Education and healthcare, supposed pillars of a modern state, are unaffordable luxuries for many. Families go into debt to pay for quality private education, as public education is deficient. Public healthcare is inadequate, and a medical emergency can ruin a family financially forever.

This panorama of precariousness clashes violently with the opulence of the political class and its cronies. This is where the figure of the nepobaby (a term adopted from the English nepo-baby, or "nepotism baby") emerges, taking on a particularly poignant dimension in Nepal. It refers to the sons and daughters of powerful political leaders who, without apparent merit, inherit seats in parliament, party leadership positions, state contracts, and embassies.

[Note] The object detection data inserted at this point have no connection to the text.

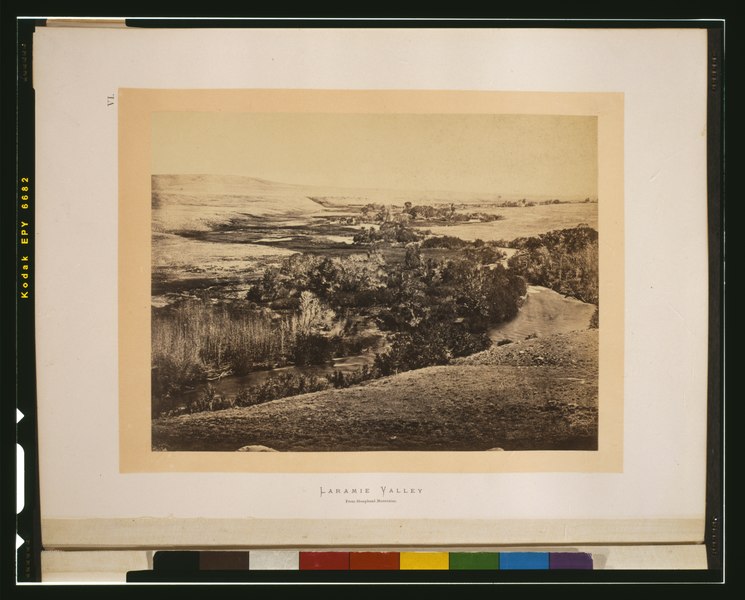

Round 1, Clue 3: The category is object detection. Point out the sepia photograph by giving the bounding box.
[150,111,602,452]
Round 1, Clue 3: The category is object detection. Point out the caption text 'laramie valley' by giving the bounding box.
[319,485,423,497]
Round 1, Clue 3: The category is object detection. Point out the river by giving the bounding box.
[184,285,595,402]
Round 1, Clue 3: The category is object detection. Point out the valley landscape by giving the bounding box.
[151,174,599,452]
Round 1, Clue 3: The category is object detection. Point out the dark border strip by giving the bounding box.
[120,17,721,29]
[704,28,724,569]
[12,20,41,582]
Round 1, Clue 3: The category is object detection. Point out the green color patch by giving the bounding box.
[450,552,499,571]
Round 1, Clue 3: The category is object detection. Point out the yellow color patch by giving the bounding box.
[399,552,450,571]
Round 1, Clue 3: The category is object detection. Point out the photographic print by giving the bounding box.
[151,112,599,452]
[119,89,623,472]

While an ordinary young man must emigrate to become a security guard in Doha, nepobabies access a life of privilege and power simply because of their lineage, perpetuating a modern political caste system that is as exclusionary as the old one.

Organic Rebellion or Geopolitical Game?
The horizontal and decentralized nature of the protests, driven by social media and lacking a clear leadership that can be co-opted or arrested, is the main argument for considering it an organic rebellion. As The New York Times reports, the protesters openly reject any association with existing parties. Their anger is genuine, born from the lived experience of disappointment.

However, as The Times of India's analysis cleverly points out, in a country with Nepal's geopolitical situation, one can never be completely safe. Nepal has historically engaged in a delicate balancing act between its two giant neighbors, India and China. New Delhi has traditionally wielded significant influence in Nepalese politics, while Beijing, through massive infrastructure investments under its New Silk Road initiative, has increased its economic and political clout. For its part, Washington is closely monitoring the instability in a country it considers within its sphere of interest to contain Chinese influence in Asia.

Given this scenario, the question arises: could external actors be exploiting legitimate discontent to push for a favorable "regime change"? Are intelligence agencies trying to influence or direct the protests from the shadows? While there is no clear evidence of this—and popular anger seems too genuine to be an externally manufactured product—distrust and the possibility of interference are specters that always loom over any crisis in Nepal.

Former Prime Minister Oli himself accused "spurious interests" of hijacking the protest, and various theories circulated about external interference: the CIA behind the social media, Chinese maneuvers to protect TikTok. But so far, the facts show a fed-up youth moving in their own interests, not those of foreign powers.

The fight continues: a system that no longer works
Oli's fall, achieved after repression and the burning of elite homes and buildings, was celebrated as a popular victory. The government lifted the internet blackout, but it was too late: the people showed they would no longer tolerate the corruption and contempt of those in power. The underlying theme, however, remains unchanged: Nepal is a laboratory of dependent capitalism, where democracy only works for the rich and where youth and the working class have no choice but to organize independently, without trusting traditional parties or powers that only seek their share. The rebellion of the Nepalese Generation Z is, at its core, a lesson for the entire global south: when anger is organized, neither censorship nor bullets are enough to stop it.

What is certain is that Nepal has reached a breaking point. The burning of symbols of political power is not a senseless act of vandalism; it is a failed purification ritual, a desperate attempt to burn away the past to force a new beginning. Nepal's Generation Z is not just fighting for a change of government, but for a change of system. They demand an end to impunity, a future that does not depend on a foreign passport, and the opportunity to build their country without the burden of "nepobabies" and corrupt politicians. Their success or failure will not only redefine Nepal's future but will resonate in every country where a young generation feels betrayed by the broken promises of democracy.